我有一个字典列表如下:
[
{
"medication_name": "Victoza",
"medication_id": 68,
"manufacturer_name": "Novo Nordisk",
"practice_id": 1,
"disease_id": 16,
"practice_state": "MA",
"disease_name": "Type II Diabetes",
"practice_name": "Cambridge Hospital Inc"
},
{
"medication_name": "Opsumit",
"medication_id": 39,
"manufacturer_name": "Actelion",
"practice_id": 1,
"disease_id": 12,
"practice_state": "MA",
"disease_name": "Pulmonary Arterial Hypertension",
"practice_name": "Cambridge Hospital Inc"
},
{
"medication_name": "ITCA-650",
"medication_id": 29,
"manufacturer_name": "Intarcia",
"practice_id": 1,
"disease_id": 16,
"practice_state": "MA",
"disease_name": "Type II Diabetes",
"practice_name": "Cambridge Hospital Inc"
},
{
"medication_name": "Flolan",
"medication_id": 22,
"manufacturer_name": "GlaxoSmithKline",
"practice_id": 1,
"disease_id": 12,
"practice_state": "CA",
"disease_name": "Pulmonary Arterial Hypertension",
"practice_name": "Cambridge Hospital Inc"
},
{
"medication_name": "Adcirca",
"medication_id": 4,
"manufacturer_name": "United Therapeutics",
"practice_id": 1,
"disease_id": 12,
"practice_state": "CA",
"disease_name": "Pulmonary Arterial Hypertension",
"practice_name": "Cambridge Hospital Inc"
},
.....
.....
.....
]
这是一个很长的列表,并且为了便于阅读而被截断。列表中有很多重复的条目。我需要的是找到每个键的唯一值,并用以下数据格式表示:
{
medication : [ {medication_id : 1, medication_name: "Victoza"}, {medication_id :2, medication_name:"ITCA-650"},....]
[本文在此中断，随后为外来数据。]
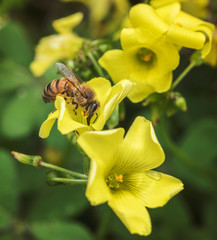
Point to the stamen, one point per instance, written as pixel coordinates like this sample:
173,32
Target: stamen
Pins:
145,55
114,181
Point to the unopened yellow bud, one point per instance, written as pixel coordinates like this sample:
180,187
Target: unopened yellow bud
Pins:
27,159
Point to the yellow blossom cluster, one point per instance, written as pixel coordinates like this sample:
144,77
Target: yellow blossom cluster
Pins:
150,48
121,167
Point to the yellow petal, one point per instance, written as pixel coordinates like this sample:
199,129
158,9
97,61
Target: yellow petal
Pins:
155,188
66,24
168,13
116,95
186,37
101,145
101,87
166,53
161,3
131,212
97,191
141,145
144,16
66,124
48,124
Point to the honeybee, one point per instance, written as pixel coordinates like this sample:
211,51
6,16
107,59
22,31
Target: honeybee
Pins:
69,86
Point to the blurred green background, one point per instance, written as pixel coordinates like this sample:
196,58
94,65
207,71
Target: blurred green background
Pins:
30,208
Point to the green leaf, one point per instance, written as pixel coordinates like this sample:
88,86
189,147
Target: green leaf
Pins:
7,5
199,143
5,218
8,192
14,44
60,230
13,76
20,116
59,202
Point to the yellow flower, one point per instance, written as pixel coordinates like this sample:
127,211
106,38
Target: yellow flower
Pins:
63,45
146,59
105,15
211,58
178,27
120,173
69,118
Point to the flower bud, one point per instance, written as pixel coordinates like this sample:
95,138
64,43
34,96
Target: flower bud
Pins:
27,159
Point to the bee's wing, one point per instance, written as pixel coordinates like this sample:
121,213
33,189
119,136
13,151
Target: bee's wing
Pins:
67,72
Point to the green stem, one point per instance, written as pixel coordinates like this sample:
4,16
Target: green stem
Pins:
68,180
183,74
183,157
95,64
86,165
103,227
63,170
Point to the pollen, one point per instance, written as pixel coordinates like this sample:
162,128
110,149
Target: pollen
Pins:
145,55
119,178
114,181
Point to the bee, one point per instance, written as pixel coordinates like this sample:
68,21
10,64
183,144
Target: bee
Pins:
69,86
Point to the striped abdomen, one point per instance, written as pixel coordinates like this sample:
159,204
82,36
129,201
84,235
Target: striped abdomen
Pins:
58,86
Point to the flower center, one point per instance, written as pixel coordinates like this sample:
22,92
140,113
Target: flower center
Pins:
114,181
79,114
145,55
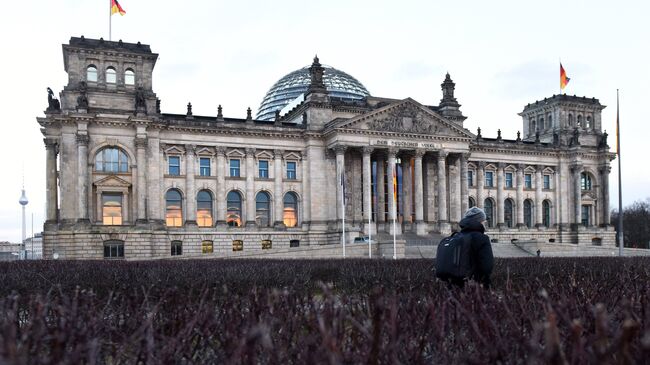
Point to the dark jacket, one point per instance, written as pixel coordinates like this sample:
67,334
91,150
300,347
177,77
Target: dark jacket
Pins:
480,252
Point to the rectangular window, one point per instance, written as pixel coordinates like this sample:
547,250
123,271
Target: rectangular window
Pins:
174,165
291,170
264,169
489,179
204,166
234,168
207,247
508,179
111,209
528,181
177,248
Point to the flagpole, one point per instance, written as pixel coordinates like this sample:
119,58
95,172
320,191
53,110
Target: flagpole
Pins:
621,236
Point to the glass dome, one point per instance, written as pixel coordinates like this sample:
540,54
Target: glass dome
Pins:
338,84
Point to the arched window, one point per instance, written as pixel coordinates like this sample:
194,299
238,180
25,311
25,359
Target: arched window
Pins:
129,77
585,181
174,204
111,159
111,75
262,208
204,209
91,73
546,213
488,207
290,215
233,214
507,213
528,213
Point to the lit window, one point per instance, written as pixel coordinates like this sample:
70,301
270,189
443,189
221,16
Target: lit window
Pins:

practice : [ {practice_id : 1, practice_name: "Cambridge"}, {practice_id : 2, practice_name: "Oxford"},...]
disease : [ {disease_id: 1, disease_name: "Diabetes"}, {disease_id: 2, disease_name: "Obseity"},...]
manufacturer : [{name: "Cipla"}, {name: "Phizer"},...]
state : [{name:"MA"},{name:"CA"},...]
}
最好的方法是什么?
答案 0 :(得分:2)
使用pandas,假设data
是您显示的词典列表
import pandas as pd
df = pd.DataFrame.from_records(data)
# In [38]: df
# Out[38]:
# disease_id disease_name manufacturer_name medication_id medication_name practice_id practice_name practice_state
# 0 16 Type II Diabetes Novo Nordisk 68 Victoza 1 Cambridge Hospital Inc MA
# 1 12 Pulmonary Arterial Hypertension Actelion 39 Opsumit 1 Cambridge Hospital Inc MA
# 2 16 Type II Diabetes Intarcia 29 ITCA-650 1 Cambridge Hospital Inc MA
# 3 12 Pulmonary Arterial Hypertension GlaxoSmithKline 22 Flolan 1 Cambridge Hospital Inc CA
# 4 12 Pulmonary Arterial Hypertension United Therapeutics 4 Adcirca 1 Cambridge Hospital Inc CA
res = {}
res['medication'] = df[['medication_id', 'medication_name']].to_dict(orient='records')
# In [49]: res
# Out[49]:
# {
# 'medication': [
# {'medication_id': 68, 'medication_name': 'Victoza'},
# {'medication_id': 39, 'medication_name': 'Opsumit'},
# {'medication_id': 29, 'medication_name': 'ITCA-650'},
# {'medication_id': 22, 'medication_name': 'Flolan'},
# {'medication_id': 4, 'medication_name': 'Adcirca'}]
# }
你明白这一点,并以“练习”,“疾病”等方式完成其余的工作。
答案 1 :(得分:1)
final = {
'medication': [],
'practice': [],
'disease': [],
'manufacturer': [],
'state': [],
}
for d in orig_list:
medication = dict((k, d[k]) for k in ('medication_id', 'medication_name'))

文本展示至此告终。